Faut-il associer de nouveaux partenaires à la tête d’une agence d’architecture pour lui permettre de perdurer ? La question taraude de plus en plus d’agences françaises. Le sujet divise, tant les raisons de l’association peuvent être différentes selon les ateliers. Qu’il s’agisse d’allumer la flamme, de passer le flambeau ou de relancer les feux, les associés des agences font le choix d’y répondre de bien des façons, pour bien des raisons.
Aussi étrange que cela puisse paraître, l’idée d’associer de plus ou moins jeunes talents tandis que la machine est déjà lancée est somme toute relativement récente en France et va de pair avec l’ambition de faire perdurer le nom de l’agence bien après que les fondateurs, ayant souvent donné leur nom à l’atelier, ne choisissent de se retirer des affaires. Les exemples d’une transmission réussie de père en fils ou de père en fille semblent nombreux mais ils sont en réalité assez rares.
Pour Le Corbusier, la vie d’agence n’a pas été un long fleuve tranquille et, malgré sa grande renommée à la fin de sa vie, l’agence du maître à penser de l’architecture moderne n’a pas eu de descendance immédiate. Il en va de même pour beaucoup d’architectes du XXe siècle, comme si l’agence d’architecture devait nécessairement être rattachée à une (ou des) personnalité(s) et finir avec elle(s).

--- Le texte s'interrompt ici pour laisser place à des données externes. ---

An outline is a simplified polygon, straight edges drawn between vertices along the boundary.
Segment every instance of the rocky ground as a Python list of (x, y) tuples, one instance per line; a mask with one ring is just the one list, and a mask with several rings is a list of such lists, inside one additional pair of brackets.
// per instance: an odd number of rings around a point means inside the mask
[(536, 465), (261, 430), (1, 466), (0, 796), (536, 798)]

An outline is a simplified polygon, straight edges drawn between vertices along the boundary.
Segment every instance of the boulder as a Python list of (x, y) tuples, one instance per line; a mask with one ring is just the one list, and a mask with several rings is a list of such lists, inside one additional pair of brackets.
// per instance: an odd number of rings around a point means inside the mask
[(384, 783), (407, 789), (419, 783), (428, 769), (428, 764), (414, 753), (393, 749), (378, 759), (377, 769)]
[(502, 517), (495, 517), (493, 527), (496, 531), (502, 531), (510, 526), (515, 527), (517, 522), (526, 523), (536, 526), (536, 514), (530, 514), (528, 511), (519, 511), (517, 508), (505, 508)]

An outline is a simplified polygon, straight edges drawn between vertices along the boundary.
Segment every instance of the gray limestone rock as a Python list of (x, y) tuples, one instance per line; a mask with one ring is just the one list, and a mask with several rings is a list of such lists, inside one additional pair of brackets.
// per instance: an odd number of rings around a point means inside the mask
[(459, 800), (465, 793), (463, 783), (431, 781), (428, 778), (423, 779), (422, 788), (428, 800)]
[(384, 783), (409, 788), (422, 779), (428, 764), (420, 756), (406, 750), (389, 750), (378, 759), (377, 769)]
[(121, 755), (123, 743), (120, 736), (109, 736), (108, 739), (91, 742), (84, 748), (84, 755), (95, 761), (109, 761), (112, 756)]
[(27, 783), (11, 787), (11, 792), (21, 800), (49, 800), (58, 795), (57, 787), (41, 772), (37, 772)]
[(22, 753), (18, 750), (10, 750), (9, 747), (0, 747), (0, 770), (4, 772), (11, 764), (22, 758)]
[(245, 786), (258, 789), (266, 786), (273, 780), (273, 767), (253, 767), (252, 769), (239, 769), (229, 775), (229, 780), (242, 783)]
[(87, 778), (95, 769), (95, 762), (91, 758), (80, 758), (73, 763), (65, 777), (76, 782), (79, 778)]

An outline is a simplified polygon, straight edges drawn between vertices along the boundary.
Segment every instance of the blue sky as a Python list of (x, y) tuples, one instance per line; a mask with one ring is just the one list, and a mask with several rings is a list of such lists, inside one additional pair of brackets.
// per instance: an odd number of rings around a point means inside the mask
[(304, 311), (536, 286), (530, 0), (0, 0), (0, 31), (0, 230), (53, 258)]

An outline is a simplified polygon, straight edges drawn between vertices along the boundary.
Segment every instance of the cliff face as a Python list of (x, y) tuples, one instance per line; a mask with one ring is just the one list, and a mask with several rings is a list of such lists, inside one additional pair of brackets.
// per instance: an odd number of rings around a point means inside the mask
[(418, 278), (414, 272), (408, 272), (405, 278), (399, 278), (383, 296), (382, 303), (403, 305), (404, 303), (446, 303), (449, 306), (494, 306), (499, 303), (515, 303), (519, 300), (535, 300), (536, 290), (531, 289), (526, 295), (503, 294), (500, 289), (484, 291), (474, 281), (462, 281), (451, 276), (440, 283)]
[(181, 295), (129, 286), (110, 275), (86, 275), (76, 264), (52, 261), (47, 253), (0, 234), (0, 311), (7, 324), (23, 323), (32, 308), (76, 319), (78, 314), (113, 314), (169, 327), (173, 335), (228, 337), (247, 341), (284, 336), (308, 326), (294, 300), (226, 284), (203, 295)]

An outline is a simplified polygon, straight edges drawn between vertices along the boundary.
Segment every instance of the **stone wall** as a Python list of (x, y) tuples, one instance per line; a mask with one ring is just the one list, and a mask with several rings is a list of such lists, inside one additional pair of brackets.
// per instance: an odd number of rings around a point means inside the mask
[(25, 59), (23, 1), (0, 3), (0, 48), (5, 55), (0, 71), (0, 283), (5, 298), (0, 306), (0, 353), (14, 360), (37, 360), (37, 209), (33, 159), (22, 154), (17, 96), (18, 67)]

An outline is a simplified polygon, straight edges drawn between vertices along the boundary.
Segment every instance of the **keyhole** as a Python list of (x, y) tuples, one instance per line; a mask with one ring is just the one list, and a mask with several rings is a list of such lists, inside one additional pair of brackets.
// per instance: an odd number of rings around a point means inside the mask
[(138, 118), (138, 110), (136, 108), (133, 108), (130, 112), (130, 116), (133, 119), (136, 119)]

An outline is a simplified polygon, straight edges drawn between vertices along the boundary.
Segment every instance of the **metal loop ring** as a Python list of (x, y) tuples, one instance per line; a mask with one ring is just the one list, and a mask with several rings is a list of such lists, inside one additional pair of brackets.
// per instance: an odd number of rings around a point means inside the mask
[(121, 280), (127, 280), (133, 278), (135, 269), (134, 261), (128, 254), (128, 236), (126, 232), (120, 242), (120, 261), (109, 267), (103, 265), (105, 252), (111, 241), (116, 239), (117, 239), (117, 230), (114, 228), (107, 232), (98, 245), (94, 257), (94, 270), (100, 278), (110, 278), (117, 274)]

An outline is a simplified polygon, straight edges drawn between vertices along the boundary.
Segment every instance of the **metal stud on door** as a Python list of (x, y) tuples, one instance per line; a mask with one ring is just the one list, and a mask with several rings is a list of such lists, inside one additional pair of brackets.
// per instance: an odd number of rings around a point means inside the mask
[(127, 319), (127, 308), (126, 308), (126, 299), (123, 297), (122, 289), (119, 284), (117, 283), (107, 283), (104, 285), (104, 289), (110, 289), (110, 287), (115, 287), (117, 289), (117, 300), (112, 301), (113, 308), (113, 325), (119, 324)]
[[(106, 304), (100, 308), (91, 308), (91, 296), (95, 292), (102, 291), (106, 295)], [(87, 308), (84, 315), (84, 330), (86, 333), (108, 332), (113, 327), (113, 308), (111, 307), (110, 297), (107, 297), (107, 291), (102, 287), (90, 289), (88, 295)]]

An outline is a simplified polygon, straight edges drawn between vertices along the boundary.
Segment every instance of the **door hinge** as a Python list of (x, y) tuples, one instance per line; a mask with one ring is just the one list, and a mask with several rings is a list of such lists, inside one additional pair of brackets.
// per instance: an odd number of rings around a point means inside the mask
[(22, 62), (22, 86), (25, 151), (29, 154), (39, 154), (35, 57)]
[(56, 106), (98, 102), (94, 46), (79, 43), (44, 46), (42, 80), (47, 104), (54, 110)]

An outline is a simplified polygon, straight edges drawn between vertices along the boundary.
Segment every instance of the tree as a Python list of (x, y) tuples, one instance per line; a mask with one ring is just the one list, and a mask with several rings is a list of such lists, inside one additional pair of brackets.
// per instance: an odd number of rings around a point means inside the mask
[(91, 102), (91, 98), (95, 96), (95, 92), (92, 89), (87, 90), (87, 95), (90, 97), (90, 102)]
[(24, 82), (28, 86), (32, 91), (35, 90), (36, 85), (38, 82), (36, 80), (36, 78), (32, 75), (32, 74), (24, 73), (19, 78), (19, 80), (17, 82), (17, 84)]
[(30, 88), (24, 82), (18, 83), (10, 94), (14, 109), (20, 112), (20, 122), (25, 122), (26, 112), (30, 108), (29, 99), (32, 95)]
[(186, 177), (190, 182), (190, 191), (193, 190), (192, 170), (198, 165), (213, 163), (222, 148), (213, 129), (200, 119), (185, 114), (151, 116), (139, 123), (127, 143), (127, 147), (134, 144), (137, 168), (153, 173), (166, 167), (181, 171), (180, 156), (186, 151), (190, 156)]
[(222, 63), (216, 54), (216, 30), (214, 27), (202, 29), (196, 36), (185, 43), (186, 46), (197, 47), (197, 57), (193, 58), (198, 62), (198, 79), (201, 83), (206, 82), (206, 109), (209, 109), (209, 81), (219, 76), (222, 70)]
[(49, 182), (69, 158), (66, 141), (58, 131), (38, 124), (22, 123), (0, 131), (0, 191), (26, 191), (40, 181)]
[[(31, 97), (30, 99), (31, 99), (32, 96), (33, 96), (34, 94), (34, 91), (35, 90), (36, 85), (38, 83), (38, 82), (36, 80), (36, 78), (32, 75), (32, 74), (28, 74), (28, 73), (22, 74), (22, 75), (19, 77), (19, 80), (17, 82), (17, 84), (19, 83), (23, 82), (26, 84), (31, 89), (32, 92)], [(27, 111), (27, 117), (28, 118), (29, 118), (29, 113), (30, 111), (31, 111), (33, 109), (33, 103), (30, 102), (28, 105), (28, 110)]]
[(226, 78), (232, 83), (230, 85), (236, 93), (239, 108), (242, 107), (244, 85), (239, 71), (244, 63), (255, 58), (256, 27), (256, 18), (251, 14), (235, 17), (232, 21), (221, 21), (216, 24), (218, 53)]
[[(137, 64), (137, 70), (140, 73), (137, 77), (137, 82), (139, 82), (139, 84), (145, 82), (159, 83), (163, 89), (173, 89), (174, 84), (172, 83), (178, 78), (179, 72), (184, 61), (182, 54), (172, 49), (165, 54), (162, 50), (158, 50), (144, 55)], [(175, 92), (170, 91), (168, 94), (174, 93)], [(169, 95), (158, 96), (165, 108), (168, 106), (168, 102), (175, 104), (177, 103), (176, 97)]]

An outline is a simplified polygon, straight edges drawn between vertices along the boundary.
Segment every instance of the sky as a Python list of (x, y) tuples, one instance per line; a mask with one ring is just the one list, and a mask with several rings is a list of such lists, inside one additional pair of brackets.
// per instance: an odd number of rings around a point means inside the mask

Depuis quelques années, les fondateurs d’agences d’architecture bien installées depuis plusieurs décennies réfléchissent à une méthode pour passer les flambeaux. Signe parfois d’un ego qui ne diminue pas avec le temps, nos architectes contemporains «souhaitent préparer l’avenir», dans leur bouche une expression consacrée.
Pour cela, quoi de mieux en effet que de s’attacher les compétences de plus jeunes tout aussi talentueux, souvent formés à la philosophie de l’agence depuis leurs premières années de pratique ? Pour des architectes qui ont fait leur carrière, bâti leur réputation et leur réflexion sur leur seul nom, il n’est pas facile de partager les prises de décision. Dans des ateliers dirigés par de fortes personnalités, le «& associés» simplement accolé aux noms des fondateurs historiques témoignent parfois de la présence un peu plus affirmée de directeurs de projets au sein de la structure, et que ces fameux associés vont et viennent sur des laps de temps parfois assez courts.
Pourtant, dans les agences internationales, la pratique est courante et permet de faire fructifier une image et une qualité de travail. C’est ainsi que IM Pei and Associates est progressivement devenue Pei Cobb Freed and Partners, alors que Ioh Ming Pei, 99 ans profite de la retraite. La question pour nombre d’associés de ce type, après parfois plus d’une décade dans une agence, est de partir ou pas. S’ils ne franchissent pas le Rubicon, ils ne partent plus jamais.
Chez d’autres, «préparer l’avenir» signifie progressivement passer la main à des directeurs de projets qui ont toute latitude pour faire évoluer l’image de l’agence et l’architecture proposée. En témoignent par exemple des projets récents de l’agence Viguier, un immeuble de logements à Montpellier ou la future tour Hyphérion qui devrait voir le jour d’ici 2020 à Bordeaux, bien différents de «Coeur Méditerranée» ou du Campus SFR. C’est ce qui explique le grand écart formel entre deux projets d’une même agence.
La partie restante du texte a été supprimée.